The transaction is essentially a set of action objects. Each action is allowed to run some checks to determine whether it can be executed successfully. If that’s not the case, the failed checks will signal the parent transaction that the whole operation needs to be aborted and rolled back to leave things in the state they were before running that conda command. It is also responsible for some of the messages you will see in the CLI output, like the reports of what will be installed, updated or removed.

Transactions and parallelism

Since the transaction object knows about all the actions that need to happen, it also enables parallelism for verifying, downloading and (un)linking tasks. The level of parallelism can be changed through the following context settings:

  • default_threads

  • verify_threads

  • execute_threads

There’s only one class of transaction in conda: LinkUnlinkTransaction. It only accepts one input parameter: a list of PrefixSetup objects, which are just namedtuple objects with the followiing fields. These are populated by Solver.solve_for_transaction after running Solver.solve_for_diff:

  • target_prefix: the environment path the command is running on.

  • unlink_precs: PackageRecord objects that need to be unlinked (removed).

  • link_precs: PackageRecord objects that need to be linked (added).

  • remove_specs: MatchSpec objects that need to be marked as removed in the history (the user asked for these packages to be uninstalled).

  • update_specs: MatchSpec objects that need to be marked as added in the history (the user asked for these packages to be installed or updated).

  • neutered_specs: MatchSpec objects that were already in history but had to be relaxed in order to avoid solving conflicts.

Whatever happens after instantiation depends on the content of these PrefixSetup objects. Sometimes, the transaction results in no actions (see the nothing_to_do property) because the request asked by the user is already fulfilled by the current state of the environment.

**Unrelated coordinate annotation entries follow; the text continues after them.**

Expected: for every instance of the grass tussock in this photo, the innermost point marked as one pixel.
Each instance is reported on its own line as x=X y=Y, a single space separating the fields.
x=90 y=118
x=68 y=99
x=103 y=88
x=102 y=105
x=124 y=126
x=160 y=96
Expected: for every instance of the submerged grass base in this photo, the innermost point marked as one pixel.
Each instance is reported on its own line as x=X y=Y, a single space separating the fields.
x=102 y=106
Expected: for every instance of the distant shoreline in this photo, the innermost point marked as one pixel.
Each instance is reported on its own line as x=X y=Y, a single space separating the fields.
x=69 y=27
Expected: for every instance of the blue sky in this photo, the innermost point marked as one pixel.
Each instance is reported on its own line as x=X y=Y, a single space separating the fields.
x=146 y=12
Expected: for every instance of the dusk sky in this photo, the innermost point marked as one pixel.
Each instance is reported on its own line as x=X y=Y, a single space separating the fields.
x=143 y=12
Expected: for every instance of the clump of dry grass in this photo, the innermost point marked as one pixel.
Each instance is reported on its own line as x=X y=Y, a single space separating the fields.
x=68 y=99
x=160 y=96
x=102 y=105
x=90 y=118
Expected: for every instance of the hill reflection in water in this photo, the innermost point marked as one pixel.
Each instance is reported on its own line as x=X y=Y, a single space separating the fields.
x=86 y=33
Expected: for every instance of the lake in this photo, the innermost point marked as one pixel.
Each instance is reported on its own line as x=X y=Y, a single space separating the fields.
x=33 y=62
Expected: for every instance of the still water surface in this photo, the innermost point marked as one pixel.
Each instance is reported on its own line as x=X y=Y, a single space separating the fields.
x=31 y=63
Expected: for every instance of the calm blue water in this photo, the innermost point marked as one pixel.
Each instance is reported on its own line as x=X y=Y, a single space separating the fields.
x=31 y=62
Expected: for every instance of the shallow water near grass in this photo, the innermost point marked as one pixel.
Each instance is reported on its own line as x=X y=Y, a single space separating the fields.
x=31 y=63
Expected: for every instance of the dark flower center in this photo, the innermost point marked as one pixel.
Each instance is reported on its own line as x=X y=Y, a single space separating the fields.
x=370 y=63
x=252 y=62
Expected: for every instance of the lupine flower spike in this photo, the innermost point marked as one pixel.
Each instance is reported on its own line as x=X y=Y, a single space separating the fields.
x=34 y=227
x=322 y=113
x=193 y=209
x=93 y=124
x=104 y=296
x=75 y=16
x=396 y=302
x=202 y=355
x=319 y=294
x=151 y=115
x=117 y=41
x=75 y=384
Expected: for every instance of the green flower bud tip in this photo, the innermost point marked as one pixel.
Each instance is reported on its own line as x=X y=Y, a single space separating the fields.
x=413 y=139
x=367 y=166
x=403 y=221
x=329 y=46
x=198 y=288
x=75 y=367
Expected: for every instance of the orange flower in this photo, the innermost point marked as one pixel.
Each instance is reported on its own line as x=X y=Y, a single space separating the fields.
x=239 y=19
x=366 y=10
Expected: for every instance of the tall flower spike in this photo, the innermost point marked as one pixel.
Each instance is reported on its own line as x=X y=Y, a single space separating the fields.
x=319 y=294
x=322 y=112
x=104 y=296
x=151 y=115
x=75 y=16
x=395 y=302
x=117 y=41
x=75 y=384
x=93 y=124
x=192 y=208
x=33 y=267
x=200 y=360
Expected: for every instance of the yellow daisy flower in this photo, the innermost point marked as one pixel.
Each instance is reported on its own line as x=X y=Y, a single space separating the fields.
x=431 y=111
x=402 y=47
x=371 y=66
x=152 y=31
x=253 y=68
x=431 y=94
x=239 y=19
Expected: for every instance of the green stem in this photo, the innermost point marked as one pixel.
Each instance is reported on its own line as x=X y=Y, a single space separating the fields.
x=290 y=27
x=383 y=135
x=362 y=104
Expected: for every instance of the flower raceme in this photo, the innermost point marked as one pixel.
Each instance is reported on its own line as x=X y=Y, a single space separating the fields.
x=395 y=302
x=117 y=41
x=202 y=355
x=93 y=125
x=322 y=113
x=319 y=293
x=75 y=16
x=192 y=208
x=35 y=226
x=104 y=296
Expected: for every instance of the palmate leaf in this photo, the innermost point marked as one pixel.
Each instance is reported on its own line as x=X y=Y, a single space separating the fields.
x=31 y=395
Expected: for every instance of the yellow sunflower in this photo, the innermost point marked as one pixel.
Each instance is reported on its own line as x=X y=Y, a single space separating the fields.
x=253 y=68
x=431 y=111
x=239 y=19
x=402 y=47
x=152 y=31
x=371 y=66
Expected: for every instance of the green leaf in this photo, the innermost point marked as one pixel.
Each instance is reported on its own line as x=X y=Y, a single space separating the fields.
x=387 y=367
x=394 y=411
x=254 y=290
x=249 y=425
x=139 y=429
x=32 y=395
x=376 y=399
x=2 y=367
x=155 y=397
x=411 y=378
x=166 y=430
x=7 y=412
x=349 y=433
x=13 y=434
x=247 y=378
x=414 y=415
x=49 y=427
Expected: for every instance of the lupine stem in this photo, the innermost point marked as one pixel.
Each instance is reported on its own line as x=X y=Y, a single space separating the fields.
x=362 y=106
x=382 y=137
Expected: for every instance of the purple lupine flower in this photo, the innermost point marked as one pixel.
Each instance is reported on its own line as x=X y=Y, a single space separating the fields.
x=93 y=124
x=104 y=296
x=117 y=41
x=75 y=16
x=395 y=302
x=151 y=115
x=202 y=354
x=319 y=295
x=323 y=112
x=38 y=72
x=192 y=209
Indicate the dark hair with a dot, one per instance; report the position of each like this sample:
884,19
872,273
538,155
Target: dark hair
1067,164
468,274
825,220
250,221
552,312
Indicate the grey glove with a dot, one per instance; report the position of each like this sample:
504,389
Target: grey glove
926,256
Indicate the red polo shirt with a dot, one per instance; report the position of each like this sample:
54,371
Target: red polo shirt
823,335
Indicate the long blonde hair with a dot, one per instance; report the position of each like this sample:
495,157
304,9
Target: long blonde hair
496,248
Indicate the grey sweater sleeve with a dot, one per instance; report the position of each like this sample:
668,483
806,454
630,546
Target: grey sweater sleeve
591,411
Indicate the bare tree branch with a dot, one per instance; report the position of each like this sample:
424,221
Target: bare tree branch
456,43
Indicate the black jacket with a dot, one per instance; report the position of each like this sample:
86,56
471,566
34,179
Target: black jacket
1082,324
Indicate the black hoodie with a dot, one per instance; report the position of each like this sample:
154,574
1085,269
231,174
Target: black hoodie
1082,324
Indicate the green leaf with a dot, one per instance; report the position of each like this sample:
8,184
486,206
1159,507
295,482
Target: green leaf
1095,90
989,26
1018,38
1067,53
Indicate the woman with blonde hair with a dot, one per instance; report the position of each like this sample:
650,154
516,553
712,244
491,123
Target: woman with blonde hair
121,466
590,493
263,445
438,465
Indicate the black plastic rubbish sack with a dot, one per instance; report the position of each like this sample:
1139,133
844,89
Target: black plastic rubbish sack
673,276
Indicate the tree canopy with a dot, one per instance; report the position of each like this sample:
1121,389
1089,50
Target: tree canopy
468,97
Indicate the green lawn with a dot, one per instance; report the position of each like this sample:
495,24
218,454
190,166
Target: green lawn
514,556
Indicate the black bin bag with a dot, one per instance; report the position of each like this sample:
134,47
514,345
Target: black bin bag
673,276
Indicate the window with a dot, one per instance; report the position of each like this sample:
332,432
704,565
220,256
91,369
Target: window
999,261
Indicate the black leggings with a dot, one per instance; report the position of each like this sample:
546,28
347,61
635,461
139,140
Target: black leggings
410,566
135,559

However, most of the time the transaction will involve a number of actions. This is done via two public methods:

  • download_and_extract(): essentially a forwarder to instantiate and call ProgressiveFetchExtract, responsible for deciding which PackageRecords need to be downloaded and extracted to the packages cache.

  • execute(): the core logic is layed out here. It involves preparing, verifying and performing the rest of the actions. Among others:

    • Unlinking packages (removing a package from the environment)

    • Linking (adding a package to the environment)

    • Compiling bytecode (generating the pyc counterpart for each py module)

    • Adding entry points (generate command line executables for the configured functions)

    • Adding the JSON records (for each package, a JSON file is added to conda-meta/)

    • Make menu items (create shortcuts for packages featuring a JSON file under Menu/)

    • Remove menu items (remove the shortcuts created by that package)

It’s important to notice that download and extraction happen separately from all the other actions. This separation is important and core to the idea of what a conda environment is. Essentially, when you create a new conda environment, you are not necessarily copying files over to the target prefix location. Instead, conda maintains a cache of every package ever downloaded to disk (both the tarball and the extracted contents). To save space and speed up environment creation and deletion, files are not copied over, but instead they are linked (usually via a hardlink). That’s why these two tasks are separated in the transaction logic: you don’t need to download and extract packages that are already in the cache; you only need to link them!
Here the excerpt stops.